In both countries, the relationship of heritage to modernity and its place in contexts of rapid urban transformation have been key issues. His contribution to the disciplines of cultural heritage and geography were recognised by the Australia Academy of Social Sciences last year when he became one of its members. It is therefore with Bill’s own contribution to understanding the place of heritage in times of transformation that we call for papers around this theme.
The Symposium will open with a special keynote address by Professor Logan on the evening of the 19th of November. This will be followed on the 20th of November by a keynote address from Dr Tim Winter, a senior Research Fellow from the Cultural Research Institute at the University of Western Sydney. Dr Winter, like Professor Logan, specializes in heritage issues in South East Asia. The conference will finish with a paper on recent developments in Nova Scotia, Canada, around a new World Heritage nomination by Professor Brenda Trofanenko, a Canada Chair at the University of Wolfville in Canada.
It is a well established truth that heritage is most often used to represent and codify collective forms of identity. As such heritage is most often associated with the notion that things have always been the same, from time immemorial. Time stops, so to speak. In this context heritage almost always is related to notions of tradition and continuity. Its function is to make time and space continuous. It is therefore unsurprising that heritage is often understood as culturally conservative and by definition, against change and development.
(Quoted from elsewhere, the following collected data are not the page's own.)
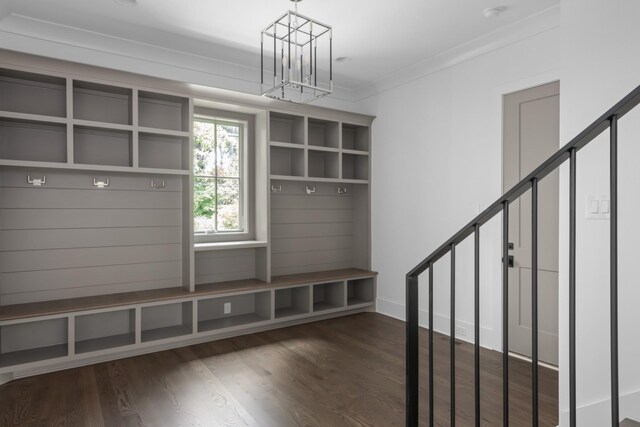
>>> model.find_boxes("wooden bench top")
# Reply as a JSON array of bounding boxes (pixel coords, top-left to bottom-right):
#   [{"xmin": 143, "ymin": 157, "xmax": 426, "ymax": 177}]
[{"xmin": 0, "ymin": 268, "xmax": 377, "ymax": 321}]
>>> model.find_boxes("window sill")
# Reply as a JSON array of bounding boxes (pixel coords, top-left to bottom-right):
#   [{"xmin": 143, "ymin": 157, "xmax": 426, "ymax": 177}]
[{"xmin": 194, "ymin": 240, "xmax": 268, "ymax": 252}]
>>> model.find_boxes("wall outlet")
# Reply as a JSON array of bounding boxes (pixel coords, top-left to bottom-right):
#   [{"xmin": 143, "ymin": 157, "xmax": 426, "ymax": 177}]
[
  {"xmin": 224, "ymin": 302, "xmax": 231, "ymax": 314},
  {"xmin": 455, "ymin": 326, "xmax": 467, "ymax": 337}
]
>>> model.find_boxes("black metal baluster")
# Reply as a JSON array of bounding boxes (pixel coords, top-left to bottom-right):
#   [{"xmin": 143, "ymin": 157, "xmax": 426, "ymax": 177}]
[
  {"xmin": 569, "ymin": 148, "xmax": 577, "ymax": 427},
  {"xmin": 429, "ymin": 264, "xmax": 435, "ymax": 427},
  {"xmin": 474, "ymin": 224, "xmax": 481, "ymax": 427},
  {"xmin": 531, "ymin": 178, "xmax": 539, "ymax": 427},
  {"xmin": 610, "ymin": 115, "xmax": 619, "ymax": 427},
  {"xmin": 502, "ymin": 201, "xmax": 510, "ymax": 426},
  {"xmin": 406, "ymin": 274, "xmax": 419, "ymax": 427},
  {"xmin": 451, "ymin": 243, "xmax": 456, "ymax": 427}
]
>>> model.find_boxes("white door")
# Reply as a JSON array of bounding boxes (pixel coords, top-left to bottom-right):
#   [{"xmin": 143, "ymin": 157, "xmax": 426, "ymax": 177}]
[{"xmin": 503, "ymin": 81, "xmax": 560, "ymax": 365}]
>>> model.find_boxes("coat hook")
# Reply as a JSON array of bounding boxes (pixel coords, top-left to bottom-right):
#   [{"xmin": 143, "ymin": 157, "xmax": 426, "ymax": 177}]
[
  {"xmin": 151, "ymin": 179, "xmax": 166, "ymax": 189},
  {"xmin": 27, "ymin": 174, "xmax": 46, "ymax": 187},
  {"xmin": 337, "ymin": 186, "xmax": 348, "ymax": 195},
  {"xmin": 93, "ymin": 178, "xmax": 110, "ymax": 188},
  {"xmin": 271, "ymin": 184, "xmax": 282, "ymax": 193},
  {"xmin": 305, "ymin": 186, "xmax": 316, "ymax": 194}
]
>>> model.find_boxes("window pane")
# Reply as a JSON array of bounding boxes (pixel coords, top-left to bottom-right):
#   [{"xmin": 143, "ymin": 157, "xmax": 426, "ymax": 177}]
[
  {"xmin": 216, "ymin": 124, "xmax": 240, "ymax": 178},
  {"xmin": 217, "ymin": 178, "xmax": 240, "ymax": 231},
  {"xmin": 193, "ymin": 121, "xmax": 216, "ymax": 176},
  {"xmin": 193, "ymin": 177, "xmax": 216, "ymax": 233}
]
In this symposium though, we are interested in the association between heritage and discontinuity rather than continuity. What roles does heritage take in times of rapid transformation? What is its relationship to notions of change? There are a number of possibilities that we are interested in exploring. For example, rather than creating an unbroken, linear relationship with the past , heritage becomes that which demarcates the past from the present. In this scenario, heritage might be something we long for but can no longer access or, alternatively, something that we try to reconnect with in order to create a sense of continuity in what is otherwise a field of discontinuities. While this might be nostalgic it could also be critically motivated. It might also be something we wish to disavow and forget. Of interest then, is the question of how heritage can be used to address processes of change?
Whether used as a positive or as a negative force, heritage can be a resource for societies undergoing extensive forms of transformation. Such forms of transformation could be modernisation, the rise of democracy in formerly authoritarian societies, post-war reconstruction, the development of multicultural societies under the impact of globalisation and consequent mass migration, urban development pressures, changing economic structures and so on.
In this special one day session we will be exploring such questions as: How is heritage being used to manage processes of change? How are these uses manifested in heritage sites, in museums, and in other cultural sites more generally? How does heritage critically engage with ideas of ‘progress’? Can or is heritage used to address present day issues and what kinds of issues are they? Can heritage be a critical resource to the management of our future? How might it contribute to our sense of place and community? What kinds of interpretation strategies might enable this to occur?
The event is free and will be catered.
Abstracts of 250 words are invited from colleagues by the 20th of October 2012. Papers will be 20 minutes long with time for discussion.